StrideArrays.jl is still a bit of a WIP, but it’s trying to do that:
julia> using StrideArrays
julia> x = StrideArray{Float64}(undef, (128, 3)); x .= rand.();
julia> xstatic = @StrideArray rand(128,3);
julia> xpartiallystatic = StrideArray{Float64}(undef, (StaticInt(128), 3)); xpartiallystatic .= rand.();
julia> y = rand(128,3);
julia> @btime minimum(@view $y[:,2])
355.231 ns (0 allocations: 0 bytes)
0.017097150232982306
julia> @btime minimum(@view $x[:,2])
16.872 ns (0 allocations: 0 bytes)
0.4937004891138578
julia> @btime minimum(@view $xstatic[:,2])
11.496 ns (0 allocations: 0 bytes)
0.00474131798286026
julia> @btime minimum(@view $xpartiallystatic[:,2])

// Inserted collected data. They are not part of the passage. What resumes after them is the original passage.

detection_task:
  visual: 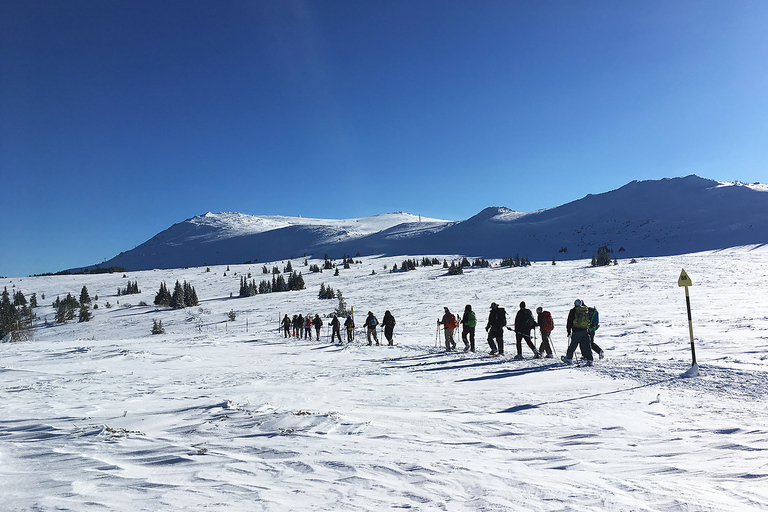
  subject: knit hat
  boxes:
[536,307,543,314]
[574,299,582,307]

18.281 ns (0 allocations: 0 bytes)
0.7472262476315941
Still looking at LLVM src, but so far I found this for AArch64:
bool AArch64TTIImpl::isLegalToVectorizeReduction(
const RecurrenceDescriptor &RdxDesc, ElementCount VF) const {
if (!VF.isScalable())
return true;
Type *Ty = RdxDesc.getRecurrenceType();
if (Ty->isBFloatTy() || !isElementTypeLegalForScalableVector(Ty))
return false;
switch (RdxDesc.getRecurrenceKind()) {
case RecurKind::Add:
case RecurKind::FAdd:
case RecurKind::And:
case RecurKind::Or:
case RecurKind::Xor:
case RecurKind::SMin:
case RecurKind::SMax:
case RecurKind::UMin:
case RecurKind::UMax:
case RecurKind::FMin:
case RecurKind::FMax:
return true;
default:
return false;
}
}
FMin
and FMax
are listed among legal reductions.
It doesn’t vectorize on my M1.
L36:
ldr d1, [x9], #8
fcmp d0, d1
fcsel d0, d0, d1, mi
subs x8, x8, #1 ; =1
b.ne L36
To actually track things down efficiently would probably require using something like gdb to try and step through what it’s doing?